Preguntas que respondían más preguntas que surgían. Ese rectángulo tan penetrante no tenía nadie allí. De repente una figura femenina corriendo por la mitad de la escena cruzándola de lado a lado sobresaltó a Ethel que dio un paso hacia atrás por miedo a que la figura quisiera salir. Luego de un momento, caminando hacia el centro de la escena la figura se paró mirando hacia Ethel y se acercó. Estaqueadas al suelo, frente a frente se miraron como si se conocieran de años. ¿Pero por qué esta figura no tenía cabeza? Intuitivamente Ethel rompiendo el paralítico momento llevó sus manos a su cara tapándosela, con vergüenza, con inquietud. Escurriendo entre sus dedos débiles, dudosos, sus ojos, como quien espía por la cerradura de una puerta para ver lo escondido, lo prohibido, lo incuestionable, con la forma del perímetro de sus manos el rostro de la mujer se lograba distinguir. En el mismo instante en que Ethel descubría su efímero gesto y sus propios ojos mirándola tan profundamente que creía ahogarse en ellos ocultó rápidamente sus manos en la espalda.

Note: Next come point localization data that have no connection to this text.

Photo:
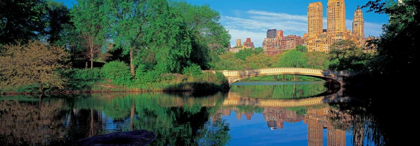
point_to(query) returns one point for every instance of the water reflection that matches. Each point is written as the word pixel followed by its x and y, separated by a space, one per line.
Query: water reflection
pixel 180 119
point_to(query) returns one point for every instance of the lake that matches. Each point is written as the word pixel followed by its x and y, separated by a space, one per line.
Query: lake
pixel 251 113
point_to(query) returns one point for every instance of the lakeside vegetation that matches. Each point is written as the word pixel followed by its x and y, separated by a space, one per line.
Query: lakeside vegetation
pixel 128 45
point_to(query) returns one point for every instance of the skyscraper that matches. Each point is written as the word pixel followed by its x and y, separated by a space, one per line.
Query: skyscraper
pixel 336 17
pixel 321 41
pixel 238 42
pixel 315 19
pixel 271 33
pixel 358 27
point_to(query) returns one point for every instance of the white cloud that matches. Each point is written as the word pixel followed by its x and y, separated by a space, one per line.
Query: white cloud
pixel 256 23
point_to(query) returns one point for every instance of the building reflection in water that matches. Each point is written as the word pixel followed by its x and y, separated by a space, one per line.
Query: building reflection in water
pixel 317 119
pixel 191 120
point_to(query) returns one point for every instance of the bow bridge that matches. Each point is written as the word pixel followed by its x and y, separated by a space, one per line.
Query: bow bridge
pixel 237 75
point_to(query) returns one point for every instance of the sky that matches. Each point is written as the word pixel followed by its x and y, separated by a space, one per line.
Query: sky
pixel 252 18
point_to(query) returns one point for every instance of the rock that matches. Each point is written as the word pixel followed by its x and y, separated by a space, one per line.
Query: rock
pixel 131 138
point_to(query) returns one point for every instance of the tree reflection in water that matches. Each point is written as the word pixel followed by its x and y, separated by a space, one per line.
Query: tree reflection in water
pixel 175 119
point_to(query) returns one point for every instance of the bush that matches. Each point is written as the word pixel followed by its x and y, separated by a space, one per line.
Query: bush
pixel 192 70
pixel 118 72
pixel 85 74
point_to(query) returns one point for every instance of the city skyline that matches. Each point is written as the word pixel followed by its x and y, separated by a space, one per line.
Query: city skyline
pixel 251 19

La imagen sin cabeza decía más que mil palabras, definía lo que Ethel era, su vocación, su verdad, tan consustancial que no tenía rostro para mostrarse y que más que un reflejo era su proyección al mundo, a un precipicio lleno de preguntas como es un espacio en blanco, donde no existen imperfecciones, errores, y solo los separaba el vértigo de la tela. Con necia intrepidez Ethel buscó en los trastos viejos del taller una máscara que había hecho para un carnaval. Máscara de yeso, adornada con puntillas, plumas y dibujos de fuertes colores, en tonos blancos, negros y dorados, que arrancó con desmesura, para que no exista nada más que el blanco yeso. Se miró en un espejo cómo le quedaba la máscara y largó una carcajada irónica, nerviosa, sostenida como si en ese instante dieran vuelta la cuerda del reloj de Cronos, que ni él mismo conociera el tiempo verdadero de la historia. Risa renovada, fatua, apagada, casi ridícula que calla sin saberse su inicio. Siempre mirándose al espejo, se pensaba si ahora podría ver su propio rostro en la pintura.
El silencio de espera de la imagen femenina, vago espejismo conciente de Ethel determinaba su propia figura. El ensueño seductor detrás del misterio que despertaba la situación, estimulaba a Ethel a apretar con fuerza las pinturas y descargarlas en su paleta. Su mano llena de colores se elevó sobre el lienzo y al acercarse se detuvo temblorosa, inconsistentemente. Su retrato esperaba y como si la propia tela pudiera acercarse a su mano al fin se encontraron. Sellaron el fin del fin, antes del último suspiro libre de la figura. En el reflejo de la invisible perspectiva lumínica denotaba que su rostro no poseía gesticulación. Carecía de toda mueca que ilumine la duda. Semblante cuestionador y rígido no dejaba de decir al mismo tiempo que callar. Y en el último trazo de pintura al perder contacto con su tela Ethel se sobresalta.
Quieta en la inmensa blanca oscuridad donde se encontraba, sin trastos viejos, sin taller, sin pinturas, sin lugar, sintió la innegable asfixia de la verdad. Sin escapatoria se dio cuenta que nunca había pintado el fondo. Ethel, una figura sin lugar, sola en su cuadro, cada vez que soñaba recreaba su propia existencia, renovaba su propio aire para poder respirar el delirio de verse distinta en una nave tan procaz como la imaginación y silenciosa como el ruido mismo en la sordera del fondo blanco y creía estar del otro lado.